The whole "hosted AI" business feels like like a huge violation of corporate norms on confidentiality. Businesses that would have your head for printing out a source file to reference and annotate are encouraging developers to feed in huge amounts of proprietary code and data, and incorporate changes suggested from an outside party with minimal vetting. Evidently whatever privacy policies they've been throwing at enterprise users are plated with mithril.
At some point, one of the big services is going to get popped, and it won't just be a data breach. There's too much opportunity to quietly use the system as a malware distribution hub. Every vibe-coded dashboard suddenly starts depending on some weird left-pad fork that, 12 dependencies deep, is running a keylogger or Dogecoin miner. Your payment processor suddenly starts accepting the Konami code to approve a transaction.
A local model you trained yourself seems about as good as you can do today.
But it may not even be possible to fully trust a model you trained if you used untrusted data during training.
As a user, you have to trust your coding agent AND inference provider AND models: https://jacob.gold/posts/coding-models-are-code/ https://www.anthropic.com/research/sleeper-agents-training-d...
It's unfathomable to me that EU companies don't take the risk of industrial espionage from US more seriously
Of course those are largely the same companies that receive emails via outlook, manage company-wide SSO in Microsoft Entra, put their files in Sharepoint and track software and maintenance issues in Jira ... I'm not sure how much much info there is left that isn't already combed through by NSA and friends
There might be some valid concerns about model alignment, but at least the model running in-house isn't going to conduct espionage.
This only really matters in a world where Prompt Injection and Jailbreaking isn't trivial in the first place though. All current models are still extremely exploitable.
I strongly suspect we are only scratching the surface of activation engineering at the moment, and there's plenty of very targetted ways of lobotomizing or cracking LLMs if you understand the model in detail.
Not impossible I agree, but seems like a really impractical way to ship a trojan while much weaker channels exist.
If a token compresses to around a byte, worldwide AI input and output is around 1 gigabyte per second.
For any intelligence agency, they can afford to keep and store all of that forever, and later do analysis on it.

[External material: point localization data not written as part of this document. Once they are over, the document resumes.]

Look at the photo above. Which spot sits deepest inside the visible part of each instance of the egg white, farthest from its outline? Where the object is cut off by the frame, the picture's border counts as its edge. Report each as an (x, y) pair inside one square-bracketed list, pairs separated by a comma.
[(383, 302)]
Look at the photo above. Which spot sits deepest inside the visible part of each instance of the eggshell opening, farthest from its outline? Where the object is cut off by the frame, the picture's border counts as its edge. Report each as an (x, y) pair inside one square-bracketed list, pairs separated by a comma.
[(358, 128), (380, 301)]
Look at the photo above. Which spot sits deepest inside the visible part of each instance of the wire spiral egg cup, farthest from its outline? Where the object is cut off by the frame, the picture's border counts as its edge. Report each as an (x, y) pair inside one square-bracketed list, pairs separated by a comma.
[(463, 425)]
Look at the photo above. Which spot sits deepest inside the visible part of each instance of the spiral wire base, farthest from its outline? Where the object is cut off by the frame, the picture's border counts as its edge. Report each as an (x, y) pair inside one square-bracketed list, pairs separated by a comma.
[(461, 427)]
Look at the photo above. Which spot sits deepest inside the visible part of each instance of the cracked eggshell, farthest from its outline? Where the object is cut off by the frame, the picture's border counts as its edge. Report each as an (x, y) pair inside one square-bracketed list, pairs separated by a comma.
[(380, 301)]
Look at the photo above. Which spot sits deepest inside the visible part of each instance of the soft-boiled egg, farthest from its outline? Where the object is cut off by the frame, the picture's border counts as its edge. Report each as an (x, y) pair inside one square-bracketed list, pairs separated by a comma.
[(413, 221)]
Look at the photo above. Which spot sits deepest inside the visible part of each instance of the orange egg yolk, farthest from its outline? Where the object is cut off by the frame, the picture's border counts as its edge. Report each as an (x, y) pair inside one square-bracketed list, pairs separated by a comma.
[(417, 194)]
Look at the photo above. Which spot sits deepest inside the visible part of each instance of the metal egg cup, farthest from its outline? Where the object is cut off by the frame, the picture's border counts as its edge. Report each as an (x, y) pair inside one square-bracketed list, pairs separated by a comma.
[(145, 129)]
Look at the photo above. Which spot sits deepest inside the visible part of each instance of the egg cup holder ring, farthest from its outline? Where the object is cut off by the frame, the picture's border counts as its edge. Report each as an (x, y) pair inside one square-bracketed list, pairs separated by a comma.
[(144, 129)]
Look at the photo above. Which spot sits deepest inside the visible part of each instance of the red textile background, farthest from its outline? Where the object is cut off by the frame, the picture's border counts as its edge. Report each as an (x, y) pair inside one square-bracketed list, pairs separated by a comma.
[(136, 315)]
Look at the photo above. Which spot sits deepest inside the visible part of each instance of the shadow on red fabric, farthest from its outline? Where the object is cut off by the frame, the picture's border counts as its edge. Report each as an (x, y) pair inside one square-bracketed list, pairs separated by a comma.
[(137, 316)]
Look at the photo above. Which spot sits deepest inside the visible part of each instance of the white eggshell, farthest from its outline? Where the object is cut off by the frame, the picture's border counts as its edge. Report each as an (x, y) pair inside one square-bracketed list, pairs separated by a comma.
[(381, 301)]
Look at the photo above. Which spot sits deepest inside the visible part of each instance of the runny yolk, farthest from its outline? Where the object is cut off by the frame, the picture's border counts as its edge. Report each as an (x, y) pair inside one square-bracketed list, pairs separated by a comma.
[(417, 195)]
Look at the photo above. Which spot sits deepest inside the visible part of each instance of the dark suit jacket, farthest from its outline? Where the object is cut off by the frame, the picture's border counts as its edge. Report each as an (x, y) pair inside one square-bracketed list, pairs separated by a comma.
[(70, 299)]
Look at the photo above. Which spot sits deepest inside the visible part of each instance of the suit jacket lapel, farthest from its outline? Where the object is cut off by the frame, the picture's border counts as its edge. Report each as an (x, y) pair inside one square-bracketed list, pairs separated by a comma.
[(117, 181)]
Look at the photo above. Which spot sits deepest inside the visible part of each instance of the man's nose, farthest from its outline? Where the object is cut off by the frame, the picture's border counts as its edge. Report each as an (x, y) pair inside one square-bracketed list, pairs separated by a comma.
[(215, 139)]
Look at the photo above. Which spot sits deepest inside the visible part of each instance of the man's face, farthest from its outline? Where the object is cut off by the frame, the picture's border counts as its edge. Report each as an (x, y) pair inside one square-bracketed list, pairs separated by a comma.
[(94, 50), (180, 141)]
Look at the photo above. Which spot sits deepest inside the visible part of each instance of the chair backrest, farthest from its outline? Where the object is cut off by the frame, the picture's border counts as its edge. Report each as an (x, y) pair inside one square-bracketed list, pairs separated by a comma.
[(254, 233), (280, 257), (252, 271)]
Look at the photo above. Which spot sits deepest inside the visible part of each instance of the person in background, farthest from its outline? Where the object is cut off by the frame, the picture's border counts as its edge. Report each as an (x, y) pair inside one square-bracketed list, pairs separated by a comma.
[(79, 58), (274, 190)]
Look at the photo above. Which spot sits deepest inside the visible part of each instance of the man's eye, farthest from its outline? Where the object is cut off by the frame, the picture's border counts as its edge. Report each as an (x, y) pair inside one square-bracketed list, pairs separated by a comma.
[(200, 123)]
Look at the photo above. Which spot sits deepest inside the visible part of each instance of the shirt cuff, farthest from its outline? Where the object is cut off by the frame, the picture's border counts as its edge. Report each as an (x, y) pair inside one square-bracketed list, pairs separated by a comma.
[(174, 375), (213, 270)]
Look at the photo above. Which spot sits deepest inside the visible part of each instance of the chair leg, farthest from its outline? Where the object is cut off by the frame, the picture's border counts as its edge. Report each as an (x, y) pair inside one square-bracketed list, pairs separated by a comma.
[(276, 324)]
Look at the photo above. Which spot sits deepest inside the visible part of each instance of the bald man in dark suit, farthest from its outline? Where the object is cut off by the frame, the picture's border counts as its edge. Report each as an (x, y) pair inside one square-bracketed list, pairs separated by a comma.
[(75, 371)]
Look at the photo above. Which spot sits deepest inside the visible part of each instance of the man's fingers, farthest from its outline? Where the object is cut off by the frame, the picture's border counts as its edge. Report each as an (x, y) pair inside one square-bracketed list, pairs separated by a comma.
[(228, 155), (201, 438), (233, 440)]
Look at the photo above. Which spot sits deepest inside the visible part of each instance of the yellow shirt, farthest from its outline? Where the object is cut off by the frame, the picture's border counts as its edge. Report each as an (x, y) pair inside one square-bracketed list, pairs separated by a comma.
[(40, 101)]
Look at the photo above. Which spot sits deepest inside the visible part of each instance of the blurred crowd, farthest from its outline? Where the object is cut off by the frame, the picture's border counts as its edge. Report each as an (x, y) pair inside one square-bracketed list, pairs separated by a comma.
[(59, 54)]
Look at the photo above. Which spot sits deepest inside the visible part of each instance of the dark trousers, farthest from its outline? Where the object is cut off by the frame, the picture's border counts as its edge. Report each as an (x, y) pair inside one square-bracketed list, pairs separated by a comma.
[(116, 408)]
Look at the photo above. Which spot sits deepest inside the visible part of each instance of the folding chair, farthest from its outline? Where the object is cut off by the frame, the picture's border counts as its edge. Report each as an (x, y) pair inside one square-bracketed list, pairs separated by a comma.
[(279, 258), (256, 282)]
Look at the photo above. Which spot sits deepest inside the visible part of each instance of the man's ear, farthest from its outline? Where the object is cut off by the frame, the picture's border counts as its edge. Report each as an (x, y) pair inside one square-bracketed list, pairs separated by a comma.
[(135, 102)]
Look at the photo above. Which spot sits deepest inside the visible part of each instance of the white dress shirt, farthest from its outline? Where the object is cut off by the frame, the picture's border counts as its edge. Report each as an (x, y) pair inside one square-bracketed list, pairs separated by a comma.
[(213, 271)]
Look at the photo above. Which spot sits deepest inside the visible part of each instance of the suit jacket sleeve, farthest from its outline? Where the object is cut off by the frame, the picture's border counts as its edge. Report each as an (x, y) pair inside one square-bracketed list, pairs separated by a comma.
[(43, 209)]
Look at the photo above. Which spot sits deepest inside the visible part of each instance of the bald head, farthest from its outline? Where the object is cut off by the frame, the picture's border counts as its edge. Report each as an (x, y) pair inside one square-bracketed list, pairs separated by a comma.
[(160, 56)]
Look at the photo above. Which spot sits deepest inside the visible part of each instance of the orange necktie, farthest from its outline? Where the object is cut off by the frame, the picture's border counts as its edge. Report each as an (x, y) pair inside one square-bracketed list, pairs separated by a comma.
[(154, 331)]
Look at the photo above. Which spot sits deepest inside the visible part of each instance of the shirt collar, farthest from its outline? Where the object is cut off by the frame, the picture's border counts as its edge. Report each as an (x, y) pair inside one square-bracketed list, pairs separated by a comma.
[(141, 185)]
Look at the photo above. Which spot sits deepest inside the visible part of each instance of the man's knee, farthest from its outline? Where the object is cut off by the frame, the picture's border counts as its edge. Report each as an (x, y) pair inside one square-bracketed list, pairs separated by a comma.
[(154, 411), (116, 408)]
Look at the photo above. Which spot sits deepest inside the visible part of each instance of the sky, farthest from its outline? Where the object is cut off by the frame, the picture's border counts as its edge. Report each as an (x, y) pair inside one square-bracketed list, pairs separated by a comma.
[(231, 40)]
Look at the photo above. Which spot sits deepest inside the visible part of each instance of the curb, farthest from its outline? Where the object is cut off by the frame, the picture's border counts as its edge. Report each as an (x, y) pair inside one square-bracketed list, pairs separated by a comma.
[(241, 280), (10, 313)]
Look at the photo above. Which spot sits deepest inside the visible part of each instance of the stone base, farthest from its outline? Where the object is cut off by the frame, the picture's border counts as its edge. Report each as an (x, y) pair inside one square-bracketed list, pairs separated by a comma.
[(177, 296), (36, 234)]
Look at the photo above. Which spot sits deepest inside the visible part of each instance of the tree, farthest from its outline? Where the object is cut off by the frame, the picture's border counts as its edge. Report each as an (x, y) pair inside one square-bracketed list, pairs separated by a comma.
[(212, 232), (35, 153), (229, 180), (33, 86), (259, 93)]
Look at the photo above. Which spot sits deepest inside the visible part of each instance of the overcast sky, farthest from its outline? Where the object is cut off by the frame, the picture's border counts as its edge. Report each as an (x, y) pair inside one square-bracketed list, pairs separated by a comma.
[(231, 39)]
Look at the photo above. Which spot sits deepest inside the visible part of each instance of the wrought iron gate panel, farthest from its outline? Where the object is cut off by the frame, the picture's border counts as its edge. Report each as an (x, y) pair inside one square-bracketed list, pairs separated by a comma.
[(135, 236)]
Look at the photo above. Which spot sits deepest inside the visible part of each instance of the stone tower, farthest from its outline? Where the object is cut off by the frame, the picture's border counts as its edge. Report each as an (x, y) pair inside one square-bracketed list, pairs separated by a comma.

At the scale the AI companies are operating at, I think it isn't likely that they are sucking it all in right now.
More likely I think the intelligence agencies will get a real-time live tap into the raw data feed which they will process onsite for interesting things and then if things are flagged, they will log it in the intelligence agency systems.
that's why you should use abliterated heretic models
My favorite conspiracy is that three letter agencies keep pushing the conspiracy that they are omni-present with access to everything. Same as parents telling their kids Santa is watching, and leaders telling adults God is watching. Its extremely effective control and millennia old at this point.
The reality is much more banal that they still need warrants and tech companies hate playing police/evidence servant for the government (it consumes a ton of resources and pays nothing).
The snowden leaks revealed that's not the case.
The three letter agencies can just issue national security letters without a judge ever seeing it, and those come a long with a gag order (plus other workarounds like just buying data from brokers, and how US communications can get swept up just by virtue of communicating with a foreign national outside the US).
You're right, they aren't omniscient in the way we imagine of a room full of people monitoring everything in real time. But to pretend they aren't passively collecting massive amounts of data is dangerous. Snowden showed us PRISM, with all major tech companies participating. They do effectively have a live, unrestricted wiretap to the internet and if you happen to be a person of interest, they will just send out NSLs and get all your communications that are not fully E2EE without you even knowing thanks to the gag order.
I'll provide some helper information to get the ball rolling (see page 42)[1]
[1]https://www.intelligence.gov/assets/documents/702-documents/...
All the other prime suspects are in the report too for the curious.
I will not elaborate how I know, but that is not even directionally correct. But these are not even secret things that can’t be known simply through the Snowden, Wikileaks, and Vault7 releases. So why are you telling yourself this? Are you still wet behind the ears or something?
There are people who know exactly how governments do not in fact need warrants and the tech companies don’t even really know they are servants to the government, let alone which one. That’s how things are done. The less surface area the better.